Jones et al [1998]: Confidence Intervals

I’m working away at Jones et al [1998]. Here’s an interesting diagram from Jones et al [Science, 2001] , which purports to provide confidence intervals for the J98 reconstruction (blue). There’s (at least) one really strange feature in this diagram. See if you can pick it out.

Original Caption: Fig. 2. (A) Northern Hemisphere surface temperature anomalies (deg C) relative to the 1961-1990 mean (dotted line). Annual mean land and marine temperature from instrumental observations (black, 1856-1999) (5) and estimated by Mann et al. (red, 1000 to 1980) (6, 10) and Crowley and Lowery (orange, 1000-1987) (7). April to September mean temperature from land north of 20N estimated by Briffa et al. (green, 1402-1960) (8) and estimated by re-calibrating (blue, 1000 to 1991) the Jones et al. Northern Hemisphere summer temperature estimate (9, 16). All series have been smoothed with a 30-year Gaussian-weighted filter. (B) Standard errors (SE, deg C) of the temperature reconstructions as in (A), calculated for 30-year smoothed data. The proxy average series (6-10) do not extend to the present because many of the constituent series were sampled as long ago as the early 1980s.

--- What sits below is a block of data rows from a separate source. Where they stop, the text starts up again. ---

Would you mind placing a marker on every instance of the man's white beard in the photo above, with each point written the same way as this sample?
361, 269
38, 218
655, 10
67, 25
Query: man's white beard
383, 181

In most multiproxy studies, the number of series gets fewer in the earlier portions. In the Jones 1998 reconstruction, there are only 3 series in the first part of the 11th century (Polar Urals, Tornetrask and Greenland dO18); a fourth enters in the mid-11th century (Jasper, Alberta tree rings) and the roster is only 4 until 1400. Eventually, there are 10 "proxies", including the CEngland instrumental record and the CEurope documentary record. The J98 standard errors (second panel – blue) using 10 proxies are only a little lower than the standard errors using 3-4 MWP period proxies. That’s curious enough. But look at what happens at AD1400. One proxy series is added – Svalbard ice melt percentage. For some reason, the standard error nearly doubles. I wonder what’s going on.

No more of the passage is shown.